The aim of this study is to determine the fungal species in the toothbrushes of residents of a neighborhood on the east side of Teresina – PI, and to assess the efficiency of a disinfection method based on 2% sodium hypochlorite. Fifty toothbrushes were divided into two groups: group A comprised 30 toothbrushes used by the residents and group B (control group) 20 new toothbrushes. Fungal evaluation was conducted in Sabouraud culture medium containing chloramphenicol and CHROMagarTM Candida. Later, group A was divided into two subgroups (A1 and A2), which were submitted to disinfection by immersion in 2% sodium hypochlorite and once again screened for the presence of fungi. Seventeen fungal species were identified in group A before the disinfection. Fungal growth was not observed in subgroups A1 and A2, or group B after disinfection. All fungal species isolated from the toothbrushes were considered opportunistic and may cause health problems mainly in immunocompromised patients. The species most frequently found were: Candida albicans, Aspergillus niger, Penicillium citrinum, Geotrichum candidum, Aspergillus fumigatus and Cladosporium oxysporum. Fungal growth did not occur after toothbrush disinfection with 2% sodium hypochlorite, suggesting this is an efficient, low-cost method that can therefore be used by low income populations.

Key words: Toothbrushing; Fungi; Disinfection.

RESUMO

Análise da contaminação fúngica e desinfecção das escovas

O presente estudo objetivou conhecer as especies fungicas existentes em escovas dentais de moradores de vila residencial na zona leste de Teresina – PI, bem como avaliar a eficacia de um metodo de desinfeccao utilizando hipoclorito de sodio a 2%. Utilizou-se 50 escovas dentais divididas em dois grupos: grupo experimental A, com 30 escovas usadas pelos moradores e grupo B (controle) com 20 escovas novas.
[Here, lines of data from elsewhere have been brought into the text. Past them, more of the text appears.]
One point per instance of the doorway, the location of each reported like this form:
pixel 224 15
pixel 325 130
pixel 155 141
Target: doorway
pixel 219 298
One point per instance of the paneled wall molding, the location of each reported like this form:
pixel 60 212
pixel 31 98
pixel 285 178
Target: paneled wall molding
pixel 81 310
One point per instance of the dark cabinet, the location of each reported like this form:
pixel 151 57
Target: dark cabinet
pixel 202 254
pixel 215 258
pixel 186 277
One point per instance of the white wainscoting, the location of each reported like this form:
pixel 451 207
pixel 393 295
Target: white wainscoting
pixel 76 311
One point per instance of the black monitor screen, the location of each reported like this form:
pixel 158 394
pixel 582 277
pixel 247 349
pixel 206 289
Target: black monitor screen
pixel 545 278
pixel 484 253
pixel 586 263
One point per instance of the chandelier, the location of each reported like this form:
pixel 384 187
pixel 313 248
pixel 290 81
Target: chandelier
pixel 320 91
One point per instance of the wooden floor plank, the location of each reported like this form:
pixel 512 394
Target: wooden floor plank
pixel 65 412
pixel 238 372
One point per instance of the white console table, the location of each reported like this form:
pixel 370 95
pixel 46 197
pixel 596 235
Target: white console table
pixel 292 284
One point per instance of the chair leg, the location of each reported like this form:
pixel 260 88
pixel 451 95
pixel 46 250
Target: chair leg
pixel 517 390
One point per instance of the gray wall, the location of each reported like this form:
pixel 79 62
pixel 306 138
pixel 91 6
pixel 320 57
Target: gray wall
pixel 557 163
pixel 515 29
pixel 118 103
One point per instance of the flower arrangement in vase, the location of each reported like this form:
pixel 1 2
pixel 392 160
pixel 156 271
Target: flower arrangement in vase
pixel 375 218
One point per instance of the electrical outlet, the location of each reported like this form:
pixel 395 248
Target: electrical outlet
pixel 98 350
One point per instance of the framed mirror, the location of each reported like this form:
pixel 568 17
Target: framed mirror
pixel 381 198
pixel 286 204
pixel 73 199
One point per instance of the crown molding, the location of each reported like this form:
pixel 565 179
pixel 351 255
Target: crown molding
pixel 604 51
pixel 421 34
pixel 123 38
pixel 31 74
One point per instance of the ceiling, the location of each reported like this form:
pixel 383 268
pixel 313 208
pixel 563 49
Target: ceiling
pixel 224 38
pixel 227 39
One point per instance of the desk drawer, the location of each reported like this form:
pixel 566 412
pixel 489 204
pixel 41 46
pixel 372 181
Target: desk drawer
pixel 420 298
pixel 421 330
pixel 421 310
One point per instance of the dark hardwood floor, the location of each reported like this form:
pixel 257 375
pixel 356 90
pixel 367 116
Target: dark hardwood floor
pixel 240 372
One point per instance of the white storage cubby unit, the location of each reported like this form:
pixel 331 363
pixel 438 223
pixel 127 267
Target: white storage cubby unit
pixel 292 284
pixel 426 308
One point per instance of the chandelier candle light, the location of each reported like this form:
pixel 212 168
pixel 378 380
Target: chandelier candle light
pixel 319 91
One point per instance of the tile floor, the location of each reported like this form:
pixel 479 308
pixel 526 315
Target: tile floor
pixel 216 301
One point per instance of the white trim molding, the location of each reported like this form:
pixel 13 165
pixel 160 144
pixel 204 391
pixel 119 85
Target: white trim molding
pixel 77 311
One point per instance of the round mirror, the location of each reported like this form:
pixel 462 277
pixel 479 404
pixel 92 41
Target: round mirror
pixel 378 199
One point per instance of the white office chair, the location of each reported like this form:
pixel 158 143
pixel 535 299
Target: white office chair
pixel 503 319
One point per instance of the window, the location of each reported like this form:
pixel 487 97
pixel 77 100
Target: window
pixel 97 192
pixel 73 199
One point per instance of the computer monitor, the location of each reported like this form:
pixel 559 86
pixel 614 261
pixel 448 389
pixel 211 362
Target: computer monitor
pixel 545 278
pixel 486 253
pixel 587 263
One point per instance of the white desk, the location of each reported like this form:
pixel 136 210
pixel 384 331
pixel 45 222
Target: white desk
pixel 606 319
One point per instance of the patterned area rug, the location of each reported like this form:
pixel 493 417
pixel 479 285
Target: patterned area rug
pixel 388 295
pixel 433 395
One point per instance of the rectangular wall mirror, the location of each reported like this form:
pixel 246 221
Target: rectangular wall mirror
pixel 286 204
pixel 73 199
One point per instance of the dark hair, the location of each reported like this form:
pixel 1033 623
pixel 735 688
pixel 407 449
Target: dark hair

A analise fungica foi realizada em meios de cultura Sabouraud acrescido de cloranfenicol e CHROMagarTM Candida. Posteriormente, o grupo A foi dividido em subgrupos (A1 e A2) que foram submetidos a desinfeccao com hipoclorito de sodio a 2%, e procedeu-se novamente a analise fungica. No grupo A foram identificadas 17 especies de fungos. Nos subgrupos A1 e A2, bem como no grupo B, nao foi observado crescimento fungico. Todas as especies isoladas das escovas dentais utilizadas pelos moradores sao consideradas oportunistas podendo acarretar problemas, principalmente em pacientes imunocomprometidos, sendo as mais frequentes Candida albicans, Aspergillus niger, Penicillium citrinum, Geotrichum candidum, Aspergillus fumigatus e Cladosporium oxysporum. Nao houve crescimento de fungos nas escovas dentais apos a desinfeccao com hipoclorito de sodio a 2% o que sugere ser um metodo eficaz e de baixo custo para populacoes carentes.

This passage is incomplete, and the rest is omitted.